Inspired by a large window he salvaged from the street, Jerome Levin set out to build his children a playhouse in the backyard of his Roslyn Harbor, New York home. Not wanting to build something his kids would outgrow, he built a 125-square-foot, permitted studio with a sleeping loft that is part guesthouse, part fort and part garden retreat.
It took Levin a year and half working weekends to finish what he calls the “Metapod”. “Pod seems to suggest a small confined space, storage or living space,” he explains. “And meta means ‘beyond’, so it suggests something that’s turned toward the future, something that doesn’t really exist, some kind of a new concept, that’s what I meant by ‘Metapod’”.
His children use it for homework, play and slumber parties. The family use it for family dinners and movie nights. Levin uses it as an escape pod from a “bombastic” world: “just to try to be in harmony with nature. I love to interact with the birds, the wind, the sky, all these things you take for granted”.
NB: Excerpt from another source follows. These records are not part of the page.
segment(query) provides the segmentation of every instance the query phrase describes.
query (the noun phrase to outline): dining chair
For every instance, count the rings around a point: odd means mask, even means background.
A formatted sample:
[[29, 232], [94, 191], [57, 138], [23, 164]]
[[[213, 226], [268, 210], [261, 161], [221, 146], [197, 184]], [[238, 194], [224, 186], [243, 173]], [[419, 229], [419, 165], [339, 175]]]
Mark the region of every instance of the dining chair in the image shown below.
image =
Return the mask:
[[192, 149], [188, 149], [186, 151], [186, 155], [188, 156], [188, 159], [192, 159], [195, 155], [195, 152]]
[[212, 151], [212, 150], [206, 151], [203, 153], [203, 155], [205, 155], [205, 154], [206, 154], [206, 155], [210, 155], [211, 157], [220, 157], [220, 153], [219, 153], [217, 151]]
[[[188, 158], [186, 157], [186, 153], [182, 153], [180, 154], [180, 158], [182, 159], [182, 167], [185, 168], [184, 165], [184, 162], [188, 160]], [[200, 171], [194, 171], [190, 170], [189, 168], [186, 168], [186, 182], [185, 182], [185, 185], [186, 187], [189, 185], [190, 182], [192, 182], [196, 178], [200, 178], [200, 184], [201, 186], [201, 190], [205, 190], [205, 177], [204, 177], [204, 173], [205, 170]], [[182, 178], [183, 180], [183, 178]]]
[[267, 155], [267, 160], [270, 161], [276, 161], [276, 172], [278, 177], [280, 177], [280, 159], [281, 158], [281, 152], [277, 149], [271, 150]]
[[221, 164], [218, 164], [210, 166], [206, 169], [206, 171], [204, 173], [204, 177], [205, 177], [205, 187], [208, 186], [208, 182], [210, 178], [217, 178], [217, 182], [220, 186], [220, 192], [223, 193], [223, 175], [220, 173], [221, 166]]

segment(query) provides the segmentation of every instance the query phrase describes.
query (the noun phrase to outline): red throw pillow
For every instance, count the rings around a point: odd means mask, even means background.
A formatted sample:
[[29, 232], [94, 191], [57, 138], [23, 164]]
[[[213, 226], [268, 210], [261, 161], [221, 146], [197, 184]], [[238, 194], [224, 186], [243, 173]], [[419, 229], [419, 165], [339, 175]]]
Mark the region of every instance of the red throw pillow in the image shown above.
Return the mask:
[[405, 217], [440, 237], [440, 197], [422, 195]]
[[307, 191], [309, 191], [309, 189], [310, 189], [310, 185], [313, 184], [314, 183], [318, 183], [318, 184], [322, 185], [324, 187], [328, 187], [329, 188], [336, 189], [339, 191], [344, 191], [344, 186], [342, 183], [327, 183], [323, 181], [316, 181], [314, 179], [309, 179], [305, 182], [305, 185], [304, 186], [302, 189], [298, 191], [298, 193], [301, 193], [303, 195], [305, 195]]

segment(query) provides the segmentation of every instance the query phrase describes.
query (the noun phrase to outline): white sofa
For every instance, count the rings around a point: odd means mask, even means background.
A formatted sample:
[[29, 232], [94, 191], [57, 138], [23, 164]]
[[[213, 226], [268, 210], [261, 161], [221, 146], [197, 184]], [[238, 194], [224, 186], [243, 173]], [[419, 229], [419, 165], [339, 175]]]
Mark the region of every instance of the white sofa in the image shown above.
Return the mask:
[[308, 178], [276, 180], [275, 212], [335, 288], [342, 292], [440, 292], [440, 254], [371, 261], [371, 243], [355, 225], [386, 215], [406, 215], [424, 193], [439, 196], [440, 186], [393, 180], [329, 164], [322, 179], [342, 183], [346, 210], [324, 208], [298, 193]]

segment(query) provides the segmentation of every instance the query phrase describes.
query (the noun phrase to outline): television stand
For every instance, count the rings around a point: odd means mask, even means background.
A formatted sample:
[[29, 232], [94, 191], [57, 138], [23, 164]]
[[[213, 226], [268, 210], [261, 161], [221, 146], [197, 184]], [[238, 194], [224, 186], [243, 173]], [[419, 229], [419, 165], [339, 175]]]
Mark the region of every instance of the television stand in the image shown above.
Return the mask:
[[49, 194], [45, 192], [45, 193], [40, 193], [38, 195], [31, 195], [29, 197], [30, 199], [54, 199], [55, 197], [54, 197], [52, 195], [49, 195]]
Levin sees the possibilities for his L-shaped design, arranged to maximize the 100-square-foot footprint while providing separation between spaces, beyond the backyard. “Ultimately this would really be great for college campuses, I can just envision student accommodations or entire villages like this where you have Metapods that are interlocked with one another, reverse footprint because it has an L shape, reversed and have communal spaces- kitchens and bathrooms- right in the middle that can be shared.”